Would a survey of members who are taking 'other than' thyroid hormones to try to control their clinical symptoms be a good idea? If members do get 'other prescriptions' the cost rises and patient still doesn't recover and most are thought of as having a 'fixation on hypothyroidism' but due to their TSH result being 'within range' they get additional prescription which may not alleviate symptoms at all.
It makes me so cross that they ignore our views so much. I recently requested a test electronically as I thought my T3 levels were heading a bit high despite stable dose. The test was refused because ‘you had one three months ago’. That particular test was prompted by my endo following a dose increase, it’s not rocket science, it just took longer than expected for levels to rise.
So then I made an appointment (not an easy thing to achieve) about all my symptoms, and we discussed my visible symptoms culminating with GPs suggestion that I have a blood test to check my T3 Level. Overall the process from my original request was almost four weeks. T3 was a bit too high. I’m just saddened that my health is such a low priority to a GP and if high T3 is such a concern to them why don’t they act like it is.

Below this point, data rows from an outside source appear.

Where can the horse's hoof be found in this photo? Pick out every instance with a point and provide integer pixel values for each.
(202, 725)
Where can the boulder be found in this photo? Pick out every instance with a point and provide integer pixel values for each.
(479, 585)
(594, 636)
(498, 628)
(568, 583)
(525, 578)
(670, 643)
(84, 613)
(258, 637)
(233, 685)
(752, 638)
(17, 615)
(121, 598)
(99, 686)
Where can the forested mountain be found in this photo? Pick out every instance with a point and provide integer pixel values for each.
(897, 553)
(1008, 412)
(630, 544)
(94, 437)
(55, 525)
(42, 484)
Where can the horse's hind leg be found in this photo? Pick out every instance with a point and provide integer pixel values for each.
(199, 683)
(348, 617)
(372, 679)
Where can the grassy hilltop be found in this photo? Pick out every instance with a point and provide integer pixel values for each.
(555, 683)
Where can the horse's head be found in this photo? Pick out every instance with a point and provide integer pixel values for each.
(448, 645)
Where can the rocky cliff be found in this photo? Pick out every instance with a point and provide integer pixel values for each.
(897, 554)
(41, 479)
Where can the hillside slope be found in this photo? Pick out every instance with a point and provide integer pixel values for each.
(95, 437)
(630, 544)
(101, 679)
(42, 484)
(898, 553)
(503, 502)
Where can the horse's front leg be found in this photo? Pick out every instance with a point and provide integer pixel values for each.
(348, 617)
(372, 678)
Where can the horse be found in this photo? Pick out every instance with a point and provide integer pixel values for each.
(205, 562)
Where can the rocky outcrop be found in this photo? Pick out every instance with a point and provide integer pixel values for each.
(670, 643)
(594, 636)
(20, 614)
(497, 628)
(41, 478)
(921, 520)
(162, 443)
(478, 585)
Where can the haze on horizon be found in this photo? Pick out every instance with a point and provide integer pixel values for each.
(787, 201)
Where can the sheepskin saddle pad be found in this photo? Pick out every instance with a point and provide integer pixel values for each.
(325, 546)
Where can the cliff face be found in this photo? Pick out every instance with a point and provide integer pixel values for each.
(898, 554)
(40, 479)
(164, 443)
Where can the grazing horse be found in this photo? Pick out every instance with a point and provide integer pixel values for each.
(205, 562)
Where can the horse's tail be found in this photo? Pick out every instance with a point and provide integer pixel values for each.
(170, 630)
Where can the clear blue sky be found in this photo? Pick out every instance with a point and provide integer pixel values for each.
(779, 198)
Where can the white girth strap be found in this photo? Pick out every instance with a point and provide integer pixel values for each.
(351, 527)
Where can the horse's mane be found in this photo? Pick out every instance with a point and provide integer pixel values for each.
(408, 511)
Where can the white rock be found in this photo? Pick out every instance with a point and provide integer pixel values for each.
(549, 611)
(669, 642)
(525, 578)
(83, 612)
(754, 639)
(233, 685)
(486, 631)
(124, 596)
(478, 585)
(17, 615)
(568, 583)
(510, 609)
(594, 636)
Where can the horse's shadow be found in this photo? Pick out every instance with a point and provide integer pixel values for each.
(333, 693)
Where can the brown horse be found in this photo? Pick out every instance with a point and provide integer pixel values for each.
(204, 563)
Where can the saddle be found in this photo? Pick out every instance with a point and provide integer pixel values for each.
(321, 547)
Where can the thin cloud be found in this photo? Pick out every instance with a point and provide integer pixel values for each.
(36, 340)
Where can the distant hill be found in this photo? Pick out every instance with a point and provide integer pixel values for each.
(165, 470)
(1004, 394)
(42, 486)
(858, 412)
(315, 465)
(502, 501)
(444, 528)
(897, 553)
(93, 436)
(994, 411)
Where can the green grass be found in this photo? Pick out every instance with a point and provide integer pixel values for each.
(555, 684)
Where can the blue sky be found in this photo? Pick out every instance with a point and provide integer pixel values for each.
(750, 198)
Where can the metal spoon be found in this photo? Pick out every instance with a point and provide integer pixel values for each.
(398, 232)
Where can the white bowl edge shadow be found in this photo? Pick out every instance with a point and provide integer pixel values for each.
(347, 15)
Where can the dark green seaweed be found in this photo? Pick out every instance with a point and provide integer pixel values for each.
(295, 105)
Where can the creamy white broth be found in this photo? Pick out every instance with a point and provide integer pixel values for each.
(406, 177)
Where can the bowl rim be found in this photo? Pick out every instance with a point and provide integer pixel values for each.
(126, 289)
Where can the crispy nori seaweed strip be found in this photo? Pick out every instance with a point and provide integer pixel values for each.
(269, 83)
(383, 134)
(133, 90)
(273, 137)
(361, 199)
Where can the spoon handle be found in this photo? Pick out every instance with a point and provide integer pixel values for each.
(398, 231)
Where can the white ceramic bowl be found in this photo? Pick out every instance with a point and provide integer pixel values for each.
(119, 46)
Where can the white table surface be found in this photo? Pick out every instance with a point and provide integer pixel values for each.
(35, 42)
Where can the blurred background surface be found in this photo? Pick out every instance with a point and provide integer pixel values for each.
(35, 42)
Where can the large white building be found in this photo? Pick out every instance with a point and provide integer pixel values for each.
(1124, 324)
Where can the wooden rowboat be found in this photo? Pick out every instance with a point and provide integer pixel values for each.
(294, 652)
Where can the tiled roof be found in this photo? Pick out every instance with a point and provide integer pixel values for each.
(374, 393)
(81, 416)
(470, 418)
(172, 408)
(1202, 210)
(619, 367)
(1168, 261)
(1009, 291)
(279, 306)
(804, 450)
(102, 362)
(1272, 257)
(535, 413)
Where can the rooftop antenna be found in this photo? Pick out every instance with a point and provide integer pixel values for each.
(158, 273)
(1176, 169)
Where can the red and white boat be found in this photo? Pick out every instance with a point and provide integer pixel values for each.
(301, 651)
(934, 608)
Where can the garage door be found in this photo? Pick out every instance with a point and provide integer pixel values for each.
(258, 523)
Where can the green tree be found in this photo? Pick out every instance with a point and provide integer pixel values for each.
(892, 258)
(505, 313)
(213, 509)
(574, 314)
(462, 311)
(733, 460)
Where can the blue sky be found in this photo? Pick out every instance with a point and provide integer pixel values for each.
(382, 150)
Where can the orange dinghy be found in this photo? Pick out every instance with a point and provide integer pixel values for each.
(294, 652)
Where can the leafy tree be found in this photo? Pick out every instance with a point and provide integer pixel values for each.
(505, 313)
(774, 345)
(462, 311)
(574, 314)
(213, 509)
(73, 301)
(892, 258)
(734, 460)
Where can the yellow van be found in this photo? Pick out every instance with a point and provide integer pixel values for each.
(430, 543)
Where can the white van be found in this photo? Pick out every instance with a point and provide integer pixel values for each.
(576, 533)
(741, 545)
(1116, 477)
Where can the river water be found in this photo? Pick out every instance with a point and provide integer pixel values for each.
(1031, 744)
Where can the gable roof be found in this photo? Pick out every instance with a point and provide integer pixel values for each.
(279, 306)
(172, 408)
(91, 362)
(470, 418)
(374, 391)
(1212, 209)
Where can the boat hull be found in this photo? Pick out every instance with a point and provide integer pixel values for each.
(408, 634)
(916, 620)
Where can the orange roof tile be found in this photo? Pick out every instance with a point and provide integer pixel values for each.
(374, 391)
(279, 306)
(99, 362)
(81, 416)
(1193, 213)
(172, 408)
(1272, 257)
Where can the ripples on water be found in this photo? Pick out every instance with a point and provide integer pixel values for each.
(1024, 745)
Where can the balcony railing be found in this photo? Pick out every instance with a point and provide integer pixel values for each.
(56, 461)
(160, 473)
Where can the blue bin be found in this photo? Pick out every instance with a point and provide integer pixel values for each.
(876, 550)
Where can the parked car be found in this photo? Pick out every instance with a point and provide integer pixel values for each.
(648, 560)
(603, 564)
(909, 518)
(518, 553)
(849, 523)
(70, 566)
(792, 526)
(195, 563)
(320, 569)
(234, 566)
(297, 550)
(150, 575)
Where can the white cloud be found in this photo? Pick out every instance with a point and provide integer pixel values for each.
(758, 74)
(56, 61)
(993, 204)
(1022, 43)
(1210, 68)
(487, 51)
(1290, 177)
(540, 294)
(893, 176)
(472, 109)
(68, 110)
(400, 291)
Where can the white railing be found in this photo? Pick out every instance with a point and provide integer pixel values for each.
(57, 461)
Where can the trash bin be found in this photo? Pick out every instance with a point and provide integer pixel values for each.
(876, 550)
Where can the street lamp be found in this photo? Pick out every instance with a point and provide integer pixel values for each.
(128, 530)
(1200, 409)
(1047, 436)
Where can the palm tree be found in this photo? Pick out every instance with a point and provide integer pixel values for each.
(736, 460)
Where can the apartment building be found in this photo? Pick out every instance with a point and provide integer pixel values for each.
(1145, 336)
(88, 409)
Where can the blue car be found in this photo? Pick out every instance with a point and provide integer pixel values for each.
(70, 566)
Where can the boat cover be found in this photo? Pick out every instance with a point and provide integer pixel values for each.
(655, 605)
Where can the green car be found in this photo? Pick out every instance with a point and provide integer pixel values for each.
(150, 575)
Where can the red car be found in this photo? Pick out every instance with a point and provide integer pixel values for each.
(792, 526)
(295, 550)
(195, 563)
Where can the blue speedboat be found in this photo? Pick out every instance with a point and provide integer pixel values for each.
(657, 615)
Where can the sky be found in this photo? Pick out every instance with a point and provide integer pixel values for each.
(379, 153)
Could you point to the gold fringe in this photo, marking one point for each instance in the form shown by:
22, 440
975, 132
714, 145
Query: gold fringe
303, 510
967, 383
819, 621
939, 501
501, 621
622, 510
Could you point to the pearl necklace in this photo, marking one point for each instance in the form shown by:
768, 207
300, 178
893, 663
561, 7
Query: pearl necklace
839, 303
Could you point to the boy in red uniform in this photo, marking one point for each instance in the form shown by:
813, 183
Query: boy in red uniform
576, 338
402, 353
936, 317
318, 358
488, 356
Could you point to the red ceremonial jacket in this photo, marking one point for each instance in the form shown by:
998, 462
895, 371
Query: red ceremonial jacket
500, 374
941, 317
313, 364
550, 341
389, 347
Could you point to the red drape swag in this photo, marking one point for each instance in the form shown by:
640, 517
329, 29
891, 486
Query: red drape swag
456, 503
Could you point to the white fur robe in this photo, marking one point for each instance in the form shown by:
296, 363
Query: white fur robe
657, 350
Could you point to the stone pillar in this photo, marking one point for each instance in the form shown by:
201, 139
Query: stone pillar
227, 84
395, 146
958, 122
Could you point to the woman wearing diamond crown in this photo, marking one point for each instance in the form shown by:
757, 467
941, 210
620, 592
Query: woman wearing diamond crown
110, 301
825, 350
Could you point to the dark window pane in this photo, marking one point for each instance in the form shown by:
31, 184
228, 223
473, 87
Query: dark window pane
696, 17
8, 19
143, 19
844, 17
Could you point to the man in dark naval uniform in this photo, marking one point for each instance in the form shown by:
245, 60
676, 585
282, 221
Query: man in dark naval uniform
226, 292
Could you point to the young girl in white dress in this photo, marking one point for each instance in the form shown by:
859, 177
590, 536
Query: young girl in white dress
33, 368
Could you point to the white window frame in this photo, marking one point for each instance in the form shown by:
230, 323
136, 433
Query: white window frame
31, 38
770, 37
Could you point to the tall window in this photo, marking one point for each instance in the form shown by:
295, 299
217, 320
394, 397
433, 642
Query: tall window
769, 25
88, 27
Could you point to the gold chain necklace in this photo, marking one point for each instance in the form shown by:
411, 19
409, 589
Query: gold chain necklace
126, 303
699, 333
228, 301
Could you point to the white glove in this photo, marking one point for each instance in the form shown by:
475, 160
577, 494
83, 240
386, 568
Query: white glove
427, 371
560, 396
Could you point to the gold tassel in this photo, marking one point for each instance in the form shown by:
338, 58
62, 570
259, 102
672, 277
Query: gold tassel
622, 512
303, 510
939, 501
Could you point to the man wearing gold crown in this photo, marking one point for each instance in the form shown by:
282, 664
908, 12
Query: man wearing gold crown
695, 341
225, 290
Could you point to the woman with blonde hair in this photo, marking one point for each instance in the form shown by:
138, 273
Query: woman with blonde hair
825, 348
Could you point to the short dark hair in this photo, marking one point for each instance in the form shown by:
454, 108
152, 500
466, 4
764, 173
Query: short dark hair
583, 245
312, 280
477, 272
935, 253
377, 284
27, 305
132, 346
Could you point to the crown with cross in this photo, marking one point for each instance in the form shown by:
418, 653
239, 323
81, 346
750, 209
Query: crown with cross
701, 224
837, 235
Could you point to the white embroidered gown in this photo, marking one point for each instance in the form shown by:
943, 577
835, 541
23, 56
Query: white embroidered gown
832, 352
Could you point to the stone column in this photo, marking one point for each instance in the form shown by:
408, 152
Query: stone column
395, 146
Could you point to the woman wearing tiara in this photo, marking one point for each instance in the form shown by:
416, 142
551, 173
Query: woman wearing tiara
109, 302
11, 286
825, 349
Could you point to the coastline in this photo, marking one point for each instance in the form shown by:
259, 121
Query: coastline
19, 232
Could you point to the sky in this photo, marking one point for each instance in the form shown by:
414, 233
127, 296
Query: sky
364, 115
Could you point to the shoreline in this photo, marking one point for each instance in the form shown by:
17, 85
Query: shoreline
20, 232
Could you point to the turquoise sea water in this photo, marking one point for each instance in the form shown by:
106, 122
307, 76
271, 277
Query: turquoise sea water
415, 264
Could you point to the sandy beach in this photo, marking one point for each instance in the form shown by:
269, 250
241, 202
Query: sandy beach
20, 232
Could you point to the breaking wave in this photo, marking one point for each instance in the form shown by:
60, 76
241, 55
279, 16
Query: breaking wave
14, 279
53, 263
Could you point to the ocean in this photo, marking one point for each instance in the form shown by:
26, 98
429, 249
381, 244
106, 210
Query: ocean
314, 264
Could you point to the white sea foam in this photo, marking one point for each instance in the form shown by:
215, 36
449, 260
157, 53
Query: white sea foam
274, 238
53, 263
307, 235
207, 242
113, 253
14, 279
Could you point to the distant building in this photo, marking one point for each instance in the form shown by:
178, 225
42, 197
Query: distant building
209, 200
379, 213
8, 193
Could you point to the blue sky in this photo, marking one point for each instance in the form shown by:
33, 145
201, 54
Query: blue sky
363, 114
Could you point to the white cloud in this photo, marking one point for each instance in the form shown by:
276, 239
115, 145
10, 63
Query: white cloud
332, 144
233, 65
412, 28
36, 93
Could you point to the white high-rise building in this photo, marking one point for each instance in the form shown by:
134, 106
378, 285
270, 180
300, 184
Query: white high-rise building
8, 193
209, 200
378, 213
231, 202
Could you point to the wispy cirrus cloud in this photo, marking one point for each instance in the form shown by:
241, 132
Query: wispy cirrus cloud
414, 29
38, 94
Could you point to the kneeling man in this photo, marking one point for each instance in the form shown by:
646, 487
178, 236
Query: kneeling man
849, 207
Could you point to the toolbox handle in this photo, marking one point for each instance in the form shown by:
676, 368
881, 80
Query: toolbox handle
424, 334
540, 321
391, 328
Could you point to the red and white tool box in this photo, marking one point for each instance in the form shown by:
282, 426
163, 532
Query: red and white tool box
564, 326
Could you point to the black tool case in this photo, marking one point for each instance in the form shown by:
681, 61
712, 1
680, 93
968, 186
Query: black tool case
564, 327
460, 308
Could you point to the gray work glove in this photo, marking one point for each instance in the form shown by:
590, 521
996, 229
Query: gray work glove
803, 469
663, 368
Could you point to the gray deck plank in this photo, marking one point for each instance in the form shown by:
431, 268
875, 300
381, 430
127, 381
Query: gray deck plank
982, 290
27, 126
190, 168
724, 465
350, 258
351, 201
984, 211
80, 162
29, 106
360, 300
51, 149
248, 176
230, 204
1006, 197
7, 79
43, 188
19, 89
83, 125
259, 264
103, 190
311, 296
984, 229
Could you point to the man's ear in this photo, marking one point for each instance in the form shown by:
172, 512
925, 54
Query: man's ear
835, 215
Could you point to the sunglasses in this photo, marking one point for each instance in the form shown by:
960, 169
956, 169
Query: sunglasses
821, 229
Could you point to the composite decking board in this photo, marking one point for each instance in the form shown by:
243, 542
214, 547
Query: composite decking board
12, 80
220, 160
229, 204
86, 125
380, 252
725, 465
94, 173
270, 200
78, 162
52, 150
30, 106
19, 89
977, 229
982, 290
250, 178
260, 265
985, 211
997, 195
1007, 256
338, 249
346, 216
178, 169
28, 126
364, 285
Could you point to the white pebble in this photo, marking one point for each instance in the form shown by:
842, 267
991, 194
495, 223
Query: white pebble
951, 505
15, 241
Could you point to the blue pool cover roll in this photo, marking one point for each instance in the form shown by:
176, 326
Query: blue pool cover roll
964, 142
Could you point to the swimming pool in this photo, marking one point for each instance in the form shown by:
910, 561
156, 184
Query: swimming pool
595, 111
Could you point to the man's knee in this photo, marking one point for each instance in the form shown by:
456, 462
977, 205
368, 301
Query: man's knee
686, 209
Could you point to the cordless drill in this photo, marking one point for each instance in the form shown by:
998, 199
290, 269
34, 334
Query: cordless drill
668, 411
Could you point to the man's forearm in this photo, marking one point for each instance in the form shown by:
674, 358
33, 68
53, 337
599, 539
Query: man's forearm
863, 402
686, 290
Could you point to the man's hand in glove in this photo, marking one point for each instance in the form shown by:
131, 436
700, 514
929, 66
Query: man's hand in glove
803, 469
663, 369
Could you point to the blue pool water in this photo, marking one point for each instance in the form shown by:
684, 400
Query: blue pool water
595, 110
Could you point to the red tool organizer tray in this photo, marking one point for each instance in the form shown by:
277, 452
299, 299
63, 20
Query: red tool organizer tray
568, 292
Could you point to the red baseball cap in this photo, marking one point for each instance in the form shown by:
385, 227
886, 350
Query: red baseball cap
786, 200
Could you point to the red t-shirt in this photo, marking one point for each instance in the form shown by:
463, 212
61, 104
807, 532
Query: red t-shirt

Thanks shaws. I’m very sensitive to levels - the test confirmed what I expected and I feel better on lower dose, so a reduction in T3 was the right thing. I know I should but no, I didn’t leave a full 12 hours from previous dose, but about 10.25 hours - more than I did at time of previous test. I also did Medichecks with 11.5 gap and T3 was higher still. I’m taking T3 in 3 doses so it’s difficult to maintain schedule and leave 12 hours before test. I’m trying to gradually get round to a standard gap that gives me T3 in range too.
I've always taken T3 once daily. The reasoning by Dr John Lowe - an expert on T3 was that T3 receptor cells have to be 'flooded' and once in the receptor cells, the effect lasts between one to three days.
Yes I agree the cells have to be flooded. I’m just too sensitive to T3 to take my whole daily amount in one go. But I need a good size dose first thing. Paul Robinson uses the analogy of waves lashing the shore, one needing to be big enough to breach sea wall which is the same argument I think. Fascinating isn’t it.